If your Ecommerce business has a global audience, your online store must support language translation and localization for different customers in your targeted countries. Did you know that according to Unbabel’s Global Multilingual CX Report 2021, 68% of customers like to communicate with a brand in their mother tongue?
With AI in Ecommerce, you do not need legions of sales or customer service reps who know a certain language to cater to an audience segment speaking the same language. You can simply implement AI multilingual software for language translation and localization.
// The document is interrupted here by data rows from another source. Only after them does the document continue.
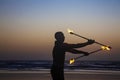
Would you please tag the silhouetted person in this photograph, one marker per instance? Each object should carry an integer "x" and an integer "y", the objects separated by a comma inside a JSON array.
[{"x": 57, "y": 69}]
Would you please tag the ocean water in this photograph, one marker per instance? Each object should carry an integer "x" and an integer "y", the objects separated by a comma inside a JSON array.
[{"x": 37, "y": 65}]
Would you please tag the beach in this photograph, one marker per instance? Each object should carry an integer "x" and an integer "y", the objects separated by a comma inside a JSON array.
[{"x": 69, "y": 75}]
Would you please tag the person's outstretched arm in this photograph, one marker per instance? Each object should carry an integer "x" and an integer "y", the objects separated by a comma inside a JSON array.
[
  {"x": 74, "y": 51},
  {"x": 70, "y": 46}
]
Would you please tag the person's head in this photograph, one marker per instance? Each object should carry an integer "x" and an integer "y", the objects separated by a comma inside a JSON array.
[{"x": 59, "y": 36}]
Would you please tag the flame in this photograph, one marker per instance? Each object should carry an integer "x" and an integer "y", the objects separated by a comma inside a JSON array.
[
  {"x": 72, "y": 61},
  {"x": 105, "y": 48},
  {"x": 70, "y": 31}
]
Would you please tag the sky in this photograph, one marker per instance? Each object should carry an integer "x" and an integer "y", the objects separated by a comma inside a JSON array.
[{"x": 27, "y": 27}]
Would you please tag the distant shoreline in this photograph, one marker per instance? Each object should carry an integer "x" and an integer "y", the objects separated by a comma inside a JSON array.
[{"x": 68, "y": 71}]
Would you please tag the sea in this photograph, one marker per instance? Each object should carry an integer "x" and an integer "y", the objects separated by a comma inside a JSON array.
[{"x": 37, "y": 65}]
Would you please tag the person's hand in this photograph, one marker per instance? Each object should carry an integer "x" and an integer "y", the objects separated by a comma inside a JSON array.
[
  {"x": 90, "y": 41},
  {"x": 86, "y": 53}
]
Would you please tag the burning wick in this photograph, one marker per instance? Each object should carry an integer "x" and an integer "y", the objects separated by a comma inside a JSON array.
[
  {"x": 105, "y": 48},
  {"x": 72, "y": 61}
]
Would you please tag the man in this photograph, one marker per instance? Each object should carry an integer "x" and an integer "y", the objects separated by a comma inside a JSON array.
[{"x": 57, "y": 69}]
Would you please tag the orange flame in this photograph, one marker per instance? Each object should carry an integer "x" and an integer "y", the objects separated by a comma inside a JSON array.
[
  {"x": 72, "y": 61},
  {"x": 105, "y": 48},
  {"x": 70, "y": 31}
]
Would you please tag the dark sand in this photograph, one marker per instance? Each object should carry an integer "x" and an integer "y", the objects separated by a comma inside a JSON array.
[{"x": 40, "y": 75}]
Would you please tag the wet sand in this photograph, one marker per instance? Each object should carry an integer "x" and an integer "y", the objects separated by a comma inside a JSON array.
[{"x": 45, "y": 75}]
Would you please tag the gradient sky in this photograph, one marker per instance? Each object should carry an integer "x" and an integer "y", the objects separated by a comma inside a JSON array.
[{"x": 27, "y": 27}]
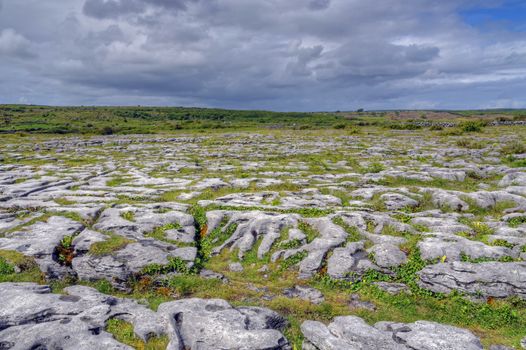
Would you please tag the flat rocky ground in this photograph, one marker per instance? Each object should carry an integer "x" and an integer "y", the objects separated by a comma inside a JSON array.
[{"x": 335, "y": 239}]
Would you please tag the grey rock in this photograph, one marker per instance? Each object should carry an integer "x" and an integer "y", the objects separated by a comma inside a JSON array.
[
  {"x": 214, "y": 324},
  {"x": 396, "y": 201},
  {"x": 454, "y": 246},
  {"x": 356, "y": 303},
  {"x": 393, "y": 288},
  {"x": 349, "y": 262},
  {"x": 351, "y": 332},
  {"x": 306, "y": 293},
  {"x": 387, "y": 255},
  {"x": 32, "y": 317},
  {"x": 235, "y": 267},
  {"x": 495, "y": 279}
]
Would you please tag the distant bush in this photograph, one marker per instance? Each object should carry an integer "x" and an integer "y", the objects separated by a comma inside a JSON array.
[
  {"x": 107, "y": 130},
  {"x": 472, "y": 126},
  {"x": 514, "y": 147},
  {"x": 470, "y": 143},
  {"x": 404, "y": 126}
]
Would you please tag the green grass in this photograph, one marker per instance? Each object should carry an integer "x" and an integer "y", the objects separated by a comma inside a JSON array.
[{"x": 124, "y": 333}]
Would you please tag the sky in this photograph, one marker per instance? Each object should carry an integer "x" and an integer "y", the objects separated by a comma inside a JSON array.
[{"x": 285, "y": 55}]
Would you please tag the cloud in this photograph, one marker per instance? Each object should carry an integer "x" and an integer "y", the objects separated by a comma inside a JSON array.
[
  {"x": 117, "y": 8},
  {"x": 13, "y": 44},
  {"x": 319, "y": 4},
  {"x": 288, "y": 55}
]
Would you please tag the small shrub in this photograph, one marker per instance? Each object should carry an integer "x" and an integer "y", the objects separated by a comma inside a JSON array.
[
  {"x": 6, "y": 268},
  {"x": 514, "y": 147},
  {"x": 472, "y": 126}
]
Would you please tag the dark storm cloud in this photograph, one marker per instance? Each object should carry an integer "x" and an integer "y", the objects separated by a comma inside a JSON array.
[
  {"x": 295, "y": 54},
  {"x": 116, "y": 8},
  {"x": 319, "y": 4}
]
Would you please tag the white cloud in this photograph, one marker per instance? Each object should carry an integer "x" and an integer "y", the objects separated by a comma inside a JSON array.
[{"x": 296, "y": 54}]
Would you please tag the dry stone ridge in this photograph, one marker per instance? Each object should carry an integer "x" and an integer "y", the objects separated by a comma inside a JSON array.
[{"x": 271, "y": 240}]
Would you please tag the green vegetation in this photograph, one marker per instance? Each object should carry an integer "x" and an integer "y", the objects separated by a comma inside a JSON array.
[{"x": 124, "y": 333}]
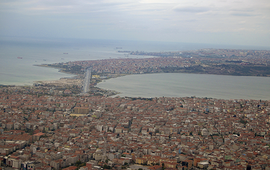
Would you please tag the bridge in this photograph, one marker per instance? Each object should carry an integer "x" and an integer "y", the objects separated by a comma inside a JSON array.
[{"x": 87, "y": 79}]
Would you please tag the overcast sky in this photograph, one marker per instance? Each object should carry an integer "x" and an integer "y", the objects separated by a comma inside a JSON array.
[{"x": 240, "y": 22}]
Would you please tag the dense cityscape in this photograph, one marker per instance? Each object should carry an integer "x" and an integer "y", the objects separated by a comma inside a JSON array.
[{"x": 52, "y": 125}]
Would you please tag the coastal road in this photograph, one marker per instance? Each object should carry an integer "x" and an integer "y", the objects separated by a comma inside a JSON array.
[{"x": 87, "y": 79}]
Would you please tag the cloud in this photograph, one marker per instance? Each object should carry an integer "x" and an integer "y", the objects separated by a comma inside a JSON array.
[{"x": 191, "y": 9}]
Flying Tiger has different product recommendations on their French site than on their Dutch site. They use the AI tool, Klevu, to process search queries in 21 different languages and show the relevant results. Klevu's Site Search works by understanding the word-level category when breaking down these inquiries.
Using machine learning and user behavior analysis, AI language translation, and localization tools, merchandise products for the same website in different locations. Another example of such software is Lingpad, a customer service software that translates customer queries in more than 30 languages for customer support agents and helps localize customer care worldwide.
Artificial intelligence is a driving force shaping the future of every industry, especially those developing in the present digital age. The benefits of using AI in Ecommerce including boosting customer engagement, increasing conversion rates, reducing customer churn, and predictive pricing and inventory forecasting cannot be ignored or discounted.
The future of AI in Ecommerce is very promising, and we can expect to see more of such advanced AI use cases in Ecommerce develop over the years, to make the lives of merchants as well as consumers easier. Leverage the power of AI in Ecommerce by using the right tools to supercharge the growth of your Ecommerce business.